Mecz Serbów z Chińczykami był zacięty tylko w pierwszych dwóch setach. Najpierw po wyrównanej grze lepsi okazali się gospodarze (25:23). Natomiast już w drugiej odsłonie przyjezdni doprowadzili do remisu (25:22). Kibice mogli oglądnąć bardzo ładne widowisko, ale już w kolejnej partii w grze Chińczyków coś się załamało. Powoli przestaje istnieć największy atut azjatyckich zespołów, których znakiem firmowym była mała ilość popełnianych błędów własnych. Właśnie dzięki temu i ofiarnej obronie w sytuacjach beznadziejnych potrafili wygrywać mecze z najlepszymi. Patrząc na ten mecz, a szczególnie na dwa ostatnie sety można wywnioskować, że gospodarze przegrali właśnie przez niewymuszone błędy. Zaczęli popełniać je lawinowo, oddali rywalom aż 12 oczek więcej, a to w konsekwencji doprowadziło do ich porażki, dwa razy do 16 i w całym meczu 1:3. Tym samym Serbowie mają już 18 punktów na swoim koncie i stali się samodzielnym liderem w grupie B. Chiny zamykają stawkę z trzema oczkami na swoim koncie.

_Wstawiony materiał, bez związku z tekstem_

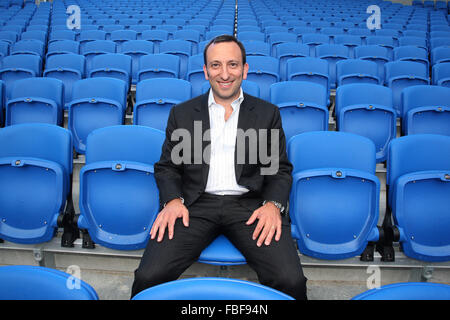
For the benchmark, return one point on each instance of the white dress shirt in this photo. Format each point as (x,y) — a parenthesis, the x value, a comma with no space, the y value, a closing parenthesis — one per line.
(222,177)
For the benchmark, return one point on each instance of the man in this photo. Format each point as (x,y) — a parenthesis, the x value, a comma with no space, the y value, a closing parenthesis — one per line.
(220,186)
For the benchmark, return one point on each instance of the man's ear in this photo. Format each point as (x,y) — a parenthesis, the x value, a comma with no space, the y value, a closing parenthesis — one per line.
(205,72)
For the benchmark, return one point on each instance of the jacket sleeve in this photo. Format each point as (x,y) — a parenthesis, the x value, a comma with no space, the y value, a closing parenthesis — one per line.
(168,175)
(278,180)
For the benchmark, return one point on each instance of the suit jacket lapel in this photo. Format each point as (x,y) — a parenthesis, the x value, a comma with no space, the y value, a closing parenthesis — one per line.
(247,118)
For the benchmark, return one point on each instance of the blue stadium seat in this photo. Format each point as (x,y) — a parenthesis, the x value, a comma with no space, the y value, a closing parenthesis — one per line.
(289,50)
(332,53)
(418,182)
(111,65)
(426,109)
(367,110)
(41,283)
(155,98)
(211,289)
(303,106)
(119,199)
(309,69)
(35,170)
(180,48)
(18,67)
(335,194)
(195,74)
(96,103)
(96,47)
(68,68)
(265,72)
(403,74)
(407,291)
(441,74)
(159,65)
(62,47)
(35,100)
(356,71)
(376,54)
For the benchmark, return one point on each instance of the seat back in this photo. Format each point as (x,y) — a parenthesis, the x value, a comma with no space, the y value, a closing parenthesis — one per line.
(41,283)
(335,193)
(155,98)
(119,162)
(211,289)
(36,100)
(303,106)
(426,109)
(35,169)
(407,291)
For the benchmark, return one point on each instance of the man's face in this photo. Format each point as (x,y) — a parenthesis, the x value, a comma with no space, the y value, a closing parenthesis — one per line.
(225,71)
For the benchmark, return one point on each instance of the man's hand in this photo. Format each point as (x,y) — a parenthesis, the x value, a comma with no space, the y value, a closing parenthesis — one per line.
(269,224)
(173,210)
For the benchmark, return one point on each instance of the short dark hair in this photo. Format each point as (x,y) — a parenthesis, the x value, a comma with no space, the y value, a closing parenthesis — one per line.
(225,38)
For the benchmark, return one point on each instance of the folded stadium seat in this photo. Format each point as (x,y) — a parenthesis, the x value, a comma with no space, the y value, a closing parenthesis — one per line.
(41,283)
(249,87)
(313,40)
(180,48)
(35,171)
(440,55)
(68,68)
(136,49)
(35,100)
(34,35)
(366,109)
(251,36)
(195,74)
(264,71)
(426,109)
(119,199)
(35,47)
(96,103)
(20,66)
(402,74)
(303,106)
(96,47)
(4,49)
(418,182)
(375,53)
(309,69)
(412,53)
(407,291)
(332,53)
(155,98)
(120,36)
(158,65)
(256,48)
(441,74)
(289,50)
(192,36)
(335,194)
(277,38)
(211,289)
(111,65)
(356,71)
(62,47)
(9,36)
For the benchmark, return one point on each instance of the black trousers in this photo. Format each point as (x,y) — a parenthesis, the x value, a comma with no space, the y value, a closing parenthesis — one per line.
(277,265)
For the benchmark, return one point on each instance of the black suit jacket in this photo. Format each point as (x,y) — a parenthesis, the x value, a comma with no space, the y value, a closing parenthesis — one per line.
(188,179)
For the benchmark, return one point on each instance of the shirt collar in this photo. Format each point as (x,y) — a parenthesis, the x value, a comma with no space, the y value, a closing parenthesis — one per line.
(234,104)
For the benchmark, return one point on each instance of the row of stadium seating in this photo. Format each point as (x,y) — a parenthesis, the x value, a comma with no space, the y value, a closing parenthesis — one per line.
(334,177)
(40,283)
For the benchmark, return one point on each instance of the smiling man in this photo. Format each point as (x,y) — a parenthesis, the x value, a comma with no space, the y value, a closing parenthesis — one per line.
(202,199)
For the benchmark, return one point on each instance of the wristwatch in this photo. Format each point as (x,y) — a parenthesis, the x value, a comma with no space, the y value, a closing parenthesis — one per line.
(277,204)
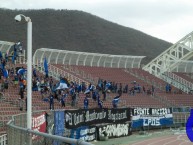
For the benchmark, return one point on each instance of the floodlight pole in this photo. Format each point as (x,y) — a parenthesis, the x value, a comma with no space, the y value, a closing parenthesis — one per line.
(29,72)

Najwięcej punktów w meczu zdobyli dwaj zawodnicy. W ekipie Chin Ping Chen, który zgromadził 18 punktów, ale tyle samo miał Nikola Kovacević. O ile Chen w swojej drużynie był jedyną armatą, o tyle w Serbii za zdobywanie punktów byli odpowiedzialni głównie dwaj zawodnicy. Tylko jedno oczko mniej w tym pojedynku, od swojego kolegi z zespołu, zdobył Sasa Starović - 17. Przez to Chińczykom z pewnością było trudniej ustawić skuteczny blok. Głównie dlatego tym elementem zdobyli tylko pięć oczek. Takiego problemu nie mieli przyjezdni, którzy blokiem uzbierali dziesięć punktów. Istniało bardzo duże prawdopodobieństwo, że piłka zostanie rozegrana na Chena, a tam już czekał serbski blok.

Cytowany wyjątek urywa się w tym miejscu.